Based on separate WTO decisions on aircraft subsidies, the countermeasures bring the EU equal footing with the U.S., according to the EC. Along with the 15-percent duties on aircraft, the European measures include tariffs of 25 percent on a range of agricultural and industrial products imported from the U.S.
In a parallel case related to Airbus, the WTO allowed the U.S. in October 2019 to impose countermeasures against European exports worth up to $7.5 billion. The trade body based the amount on an appellate body decision in 2018 that had found that the EU and its member states had not fully complied with previous WTO rulings relating to repayable launch investment for the A350 and A380 programs.
Although officials from the U.S. and the EU have each voiced their desire to reach a negotiated settlement, former European Union trade commissioner Phil Hogan warned in July of an escalation of the trade war between the EU and the U.S. after he said Washington had rejected overtures to settle the dispute. The salvo followed an increase in March of U.S. duties on Airbus jets and European airplane parts from 10 to 15 percent.
That same month Airbus agreed with the governments of France and Spain to make amendments to the A350 launch investment contracts in an effort to finally settle the 16-year dispute.
Meanwhile, at the behest of Boeing, the state of Washington rescinded tax breaks introduced more than a decade and a half ago and renewed in 2013 to attract 777X wing production to the state.

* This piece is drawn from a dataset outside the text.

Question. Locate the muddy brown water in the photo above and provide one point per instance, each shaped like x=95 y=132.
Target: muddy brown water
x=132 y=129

For its part, Boeing insisted the tax break repeal by Washington state should have removed any basis for the WTO’s most recent ruling. “We are disappointed that Airbus and the EU continue to seek to impose tariffs on U.S. companies and their workers based on a tax provision that has been fully and verifiably repealed,” Boeing said in a statement last month. “Boeing supported repeal of the Washington state tax provision because complying with WTO rulings is the right thing to do, even though it was costly and came at a difficult time for our company and the industry. As the U.S. Trade Representative has said, ‘There is no valid basis for the EU to retaliate against any U.S. goods,’ given the repeal of that tax provision.”